Introduction

This report presents exploratory data analysis for three English corpora (blogs, news, and Twitter), and outlines the strategy to build a next word prediction model and Shiny app.

Data Summary

blogs <- readLines("data/en_US.blogs.txt", encoding = "UTF-8", skipNul = TRUE)
news <- readLines("data/en_US.news.txt", encoding = "UTF-8", skipNul = TRUE)
twitter <- readLines("data/en_US.twitter.txt", encoding = "UTF-8", skipNul = TRUE)
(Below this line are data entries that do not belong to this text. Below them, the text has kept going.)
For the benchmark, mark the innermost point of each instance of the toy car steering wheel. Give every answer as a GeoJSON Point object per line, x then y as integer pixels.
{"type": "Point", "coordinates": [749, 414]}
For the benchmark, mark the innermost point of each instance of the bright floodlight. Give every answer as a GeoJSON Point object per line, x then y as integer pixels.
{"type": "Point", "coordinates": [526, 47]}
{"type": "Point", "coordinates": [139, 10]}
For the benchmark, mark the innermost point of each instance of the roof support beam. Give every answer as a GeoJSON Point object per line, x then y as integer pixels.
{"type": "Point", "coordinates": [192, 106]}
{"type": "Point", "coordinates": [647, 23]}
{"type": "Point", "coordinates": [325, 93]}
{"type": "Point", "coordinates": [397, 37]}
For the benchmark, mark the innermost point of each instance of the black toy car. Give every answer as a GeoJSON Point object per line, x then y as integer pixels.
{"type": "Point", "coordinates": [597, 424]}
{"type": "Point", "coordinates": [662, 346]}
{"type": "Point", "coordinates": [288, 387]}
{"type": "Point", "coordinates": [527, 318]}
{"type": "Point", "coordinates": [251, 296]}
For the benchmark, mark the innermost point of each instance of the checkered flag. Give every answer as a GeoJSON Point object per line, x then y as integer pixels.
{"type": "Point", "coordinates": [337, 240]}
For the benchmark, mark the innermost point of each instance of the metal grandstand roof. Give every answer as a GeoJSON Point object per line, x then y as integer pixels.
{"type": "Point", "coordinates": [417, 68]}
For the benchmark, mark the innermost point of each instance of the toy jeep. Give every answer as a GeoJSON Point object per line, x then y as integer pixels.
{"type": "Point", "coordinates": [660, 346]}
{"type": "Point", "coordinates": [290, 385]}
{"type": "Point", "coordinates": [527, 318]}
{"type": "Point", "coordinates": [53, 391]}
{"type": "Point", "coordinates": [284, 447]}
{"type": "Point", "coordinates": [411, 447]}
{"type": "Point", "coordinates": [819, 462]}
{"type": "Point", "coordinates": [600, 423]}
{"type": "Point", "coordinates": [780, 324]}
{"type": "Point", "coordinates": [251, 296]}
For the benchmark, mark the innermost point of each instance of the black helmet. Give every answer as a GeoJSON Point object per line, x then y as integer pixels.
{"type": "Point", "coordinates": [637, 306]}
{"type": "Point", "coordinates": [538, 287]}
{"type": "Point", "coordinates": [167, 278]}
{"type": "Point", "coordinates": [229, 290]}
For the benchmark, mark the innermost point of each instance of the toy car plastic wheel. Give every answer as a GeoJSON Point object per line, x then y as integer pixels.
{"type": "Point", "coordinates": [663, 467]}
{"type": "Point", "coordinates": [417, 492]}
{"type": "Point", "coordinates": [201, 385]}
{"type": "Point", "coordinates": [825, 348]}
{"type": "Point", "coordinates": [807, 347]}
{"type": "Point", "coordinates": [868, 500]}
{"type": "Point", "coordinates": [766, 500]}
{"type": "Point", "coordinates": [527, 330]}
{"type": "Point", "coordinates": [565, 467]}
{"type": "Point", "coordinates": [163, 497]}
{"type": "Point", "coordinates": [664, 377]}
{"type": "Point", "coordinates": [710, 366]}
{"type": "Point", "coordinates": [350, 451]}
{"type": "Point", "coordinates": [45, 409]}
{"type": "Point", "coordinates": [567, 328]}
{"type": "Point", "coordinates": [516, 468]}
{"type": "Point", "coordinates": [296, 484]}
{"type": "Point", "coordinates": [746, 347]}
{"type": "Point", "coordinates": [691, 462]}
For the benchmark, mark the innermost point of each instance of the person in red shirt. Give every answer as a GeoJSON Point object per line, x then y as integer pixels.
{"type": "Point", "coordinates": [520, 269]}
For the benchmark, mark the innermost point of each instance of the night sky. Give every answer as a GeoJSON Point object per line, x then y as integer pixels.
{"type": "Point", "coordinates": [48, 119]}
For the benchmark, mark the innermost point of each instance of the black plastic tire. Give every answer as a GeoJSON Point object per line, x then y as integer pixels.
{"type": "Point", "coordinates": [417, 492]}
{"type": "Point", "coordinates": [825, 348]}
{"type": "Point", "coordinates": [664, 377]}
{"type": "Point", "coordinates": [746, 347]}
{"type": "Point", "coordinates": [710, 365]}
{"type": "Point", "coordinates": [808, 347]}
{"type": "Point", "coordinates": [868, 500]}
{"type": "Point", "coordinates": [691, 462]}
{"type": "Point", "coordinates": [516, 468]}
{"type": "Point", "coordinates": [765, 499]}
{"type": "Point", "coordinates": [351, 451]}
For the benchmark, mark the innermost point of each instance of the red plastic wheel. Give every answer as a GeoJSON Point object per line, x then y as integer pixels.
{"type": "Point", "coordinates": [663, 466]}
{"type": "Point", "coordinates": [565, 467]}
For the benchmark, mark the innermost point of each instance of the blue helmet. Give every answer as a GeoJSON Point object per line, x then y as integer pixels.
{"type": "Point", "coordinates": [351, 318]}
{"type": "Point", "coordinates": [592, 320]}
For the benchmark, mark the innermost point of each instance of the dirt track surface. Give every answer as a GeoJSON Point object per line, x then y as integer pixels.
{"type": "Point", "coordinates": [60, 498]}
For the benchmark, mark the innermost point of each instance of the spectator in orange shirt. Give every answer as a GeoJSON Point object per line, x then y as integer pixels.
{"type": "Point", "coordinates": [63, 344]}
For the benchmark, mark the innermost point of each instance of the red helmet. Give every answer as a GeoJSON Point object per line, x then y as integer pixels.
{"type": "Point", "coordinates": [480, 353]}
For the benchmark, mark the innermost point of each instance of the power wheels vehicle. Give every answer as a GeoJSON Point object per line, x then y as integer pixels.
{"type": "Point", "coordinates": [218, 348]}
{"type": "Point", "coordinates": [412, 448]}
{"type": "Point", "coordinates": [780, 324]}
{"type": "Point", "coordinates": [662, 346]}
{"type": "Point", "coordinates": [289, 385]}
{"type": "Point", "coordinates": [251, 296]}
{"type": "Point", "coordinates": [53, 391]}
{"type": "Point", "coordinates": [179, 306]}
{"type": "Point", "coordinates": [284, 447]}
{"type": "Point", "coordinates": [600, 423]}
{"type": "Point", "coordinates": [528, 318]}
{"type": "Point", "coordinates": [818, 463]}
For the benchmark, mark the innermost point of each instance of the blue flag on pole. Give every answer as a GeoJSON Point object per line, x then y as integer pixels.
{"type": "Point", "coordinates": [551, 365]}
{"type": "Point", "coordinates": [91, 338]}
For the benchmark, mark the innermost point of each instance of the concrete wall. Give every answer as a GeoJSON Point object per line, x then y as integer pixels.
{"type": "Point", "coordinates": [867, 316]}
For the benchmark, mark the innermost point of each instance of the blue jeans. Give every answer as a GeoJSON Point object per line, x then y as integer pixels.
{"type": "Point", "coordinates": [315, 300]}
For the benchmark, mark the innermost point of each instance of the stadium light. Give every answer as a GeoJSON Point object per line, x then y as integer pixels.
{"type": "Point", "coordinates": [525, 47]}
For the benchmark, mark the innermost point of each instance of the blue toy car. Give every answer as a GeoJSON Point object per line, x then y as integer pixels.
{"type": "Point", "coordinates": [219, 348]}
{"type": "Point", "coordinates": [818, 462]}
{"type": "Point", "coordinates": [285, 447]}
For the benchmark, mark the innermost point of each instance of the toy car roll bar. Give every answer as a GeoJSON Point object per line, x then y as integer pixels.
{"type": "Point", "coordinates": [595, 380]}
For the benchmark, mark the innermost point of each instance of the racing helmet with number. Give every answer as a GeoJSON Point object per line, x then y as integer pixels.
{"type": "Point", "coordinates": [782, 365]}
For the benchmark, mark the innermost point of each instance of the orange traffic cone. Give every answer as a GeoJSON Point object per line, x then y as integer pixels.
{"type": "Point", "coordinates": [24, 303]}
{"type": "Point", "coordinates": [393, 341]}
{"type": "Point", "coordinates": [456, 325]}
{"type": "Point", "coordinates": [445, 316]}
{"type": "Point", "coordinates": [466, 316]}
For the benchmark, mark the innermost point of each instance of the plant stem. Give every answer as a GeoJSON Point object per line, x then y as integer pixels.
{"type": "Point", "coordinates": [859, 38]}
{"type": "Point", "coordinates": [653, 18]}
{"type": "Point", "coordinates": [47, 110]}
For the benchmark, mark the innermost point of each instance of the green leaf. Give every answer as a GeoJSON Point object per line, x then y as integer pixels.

data_summary <- data.frame(
  Dataset = c("Blogs", "News", "Twitter"),
  LineCount = c(length(blogs), length(news), length(twitter)),
  WordCount = c(sum(stri_count_words(blogs)), 
                sum(stri_count_words(news)), 
                sum(stri_count_words(twitter)))
)

kable(data_summary)
Dataset LineCount WordCount
Blogs 899288 37546806
News 1010206 34761151
Twitter 2360148 30096690

Basic Plots

blogs_df <- data.frame(text = blogs)
blogs_tokens <- blogs_df %>%
  unnest_tokens(word, text) %>%
  anti_join(stop_words) %>%
  count(word, sort = TRUE)
## Joining with `by = join_by(word)`
blogs_tokens %>%
  top_n(20) %>%
  ggplot(aes(x = reorder(word, n), y = n)) +
  geom_col() +
  coord_flip() +
  labs(title = "Top 20 Words in Blogs Dataset", x = "Word", y = "Count")
## Selecting by n

Next Steps

We will use n-gram models (uni, bi, tri) and backoff strategies to predict the next word. The final app will be built using Shiny.

Conclusion

Exploratory analysis is complete and we are set to move toward building the predictive model and app.